The United States should seek a UN resolution providing for the immediate return to Iraq of beefed-up arms inspection teams, and demanding that they be afforded unfettered and unconditional access to all sites they deem necessary to accomplish their task of locating and destroying all chemical, biological, and nuclear weapons, and their production facilities.
The UN resolution should authorize the use of military force to the extent necessary to overcome any Iraqi attempts to interfere with the inspection teams.
And Congress should authorize the President to use military force only to enable the inspection teams to do their jobs.
We might, this way, be able to eliminate the threat of Iraq’s chemical, biological, and nuclear weapons without military conflict. But if military conflict occurred, we would be better off as part of a multi-lateral effort enforcing a Security Council inspection and disarmament order, with the onus on Saddam Hussein for starting the conflict, then we would as a lone ranger invading Iraq on our own, with most of the world looking on in disapproval.
Let me remind my colleagues: Before they were ejected from Iraq, UN inspectors destroyed more weapons and more weapons facilities than did the Coalition forces during the Gulf War. This proven, successful course of action should be fully utilized before we risk regional conflagration. I believe the Security Council would adopt a resolution embodying such a specific, limited approach, and that, working through the UN, and with other nations, the United States could participate in successfully implementing it.
Finally, Mr Speaker, the President insists that, in addition to disarming Saddam, we must overthrow his regime.
“Regime change” is not a legitimate purpose for the use of military force under international law. America should not be seen as an international bully - arrogating to ourselves the right to depose and impose regimes on other countries. If we have this right, why only us? What do we say when China demands “regime change” in Taiwan, or India in Pakistan?
Moreover, demanding “regime change” is extremely dangerous. It is one thing to tell Saddam Hussein he must disarm. It is quite another to demand the end of his regime.
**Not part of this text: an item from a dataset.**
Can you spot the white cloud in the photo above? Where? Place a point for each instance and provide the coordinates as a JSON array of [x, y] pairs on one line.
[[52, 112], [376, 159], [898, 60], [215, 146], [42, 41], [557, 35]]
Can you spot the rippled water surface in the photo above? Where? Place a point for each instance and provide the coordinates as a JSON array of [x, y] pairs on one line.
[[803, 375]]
Faced with such a threat, which, in practical terms, means his death, there would be nothing to deter Saddam Hussein from deciding, like Samson in the Philistine Temple, that he might as well pull the world down with him. Why should he not go down in history as an Arab hero by attacking Israel with chemical or biological weapons of perhaps devastating lethality? Israel might then feel compelled to retaliate, and no one can calculate the course of escalation from there.
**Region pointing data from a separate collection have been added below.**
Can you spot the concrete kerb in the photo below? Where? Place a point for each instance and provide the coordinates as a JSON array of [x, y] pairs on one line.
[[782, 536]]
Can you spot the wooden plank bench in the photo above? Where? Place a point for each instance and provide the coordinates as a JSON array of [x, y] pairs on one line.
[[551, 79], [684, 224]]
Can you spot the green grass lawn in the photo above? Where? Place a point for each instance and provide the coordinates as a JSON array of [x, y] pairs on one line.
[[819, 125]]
Just yesterday, the Director of the CIA, George Tenet, told the other body, "Baghdad, for now, appears to be drawing a line short of conducting terrorist attacks with conventional or chemical or biological weapons.” But, he continued, if Saddam concluded the survival of his regime was threatened, "he probably would become much less constrained in adopting terrorist action."
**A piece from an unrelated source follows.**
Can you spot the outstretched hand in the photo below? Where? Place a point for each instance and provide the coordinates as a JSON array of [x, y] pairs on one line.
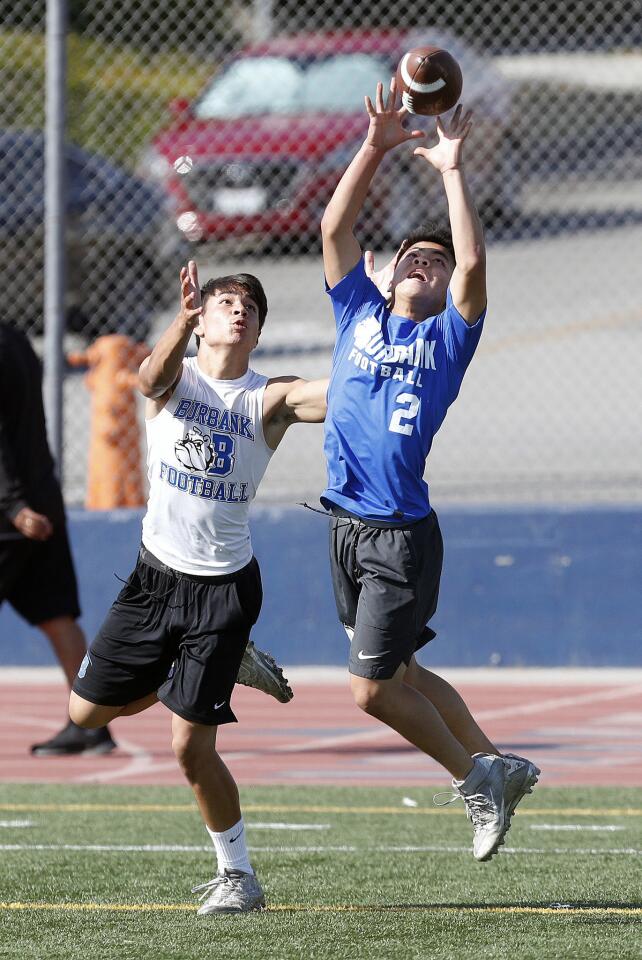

Mr. Speaker, we must constrain the Administration from pursuing this perilous course. The substitute resolution offered by Mr. Spratt grants the President authority to use military force as part of a multi-lateral effort to divest Saddam of his weapons of mass destruction. That is as far as we should go.
We must draw this line, Mr. Speaker, not because we are unconcerned with our country’s security - but precisely because we care so much for it.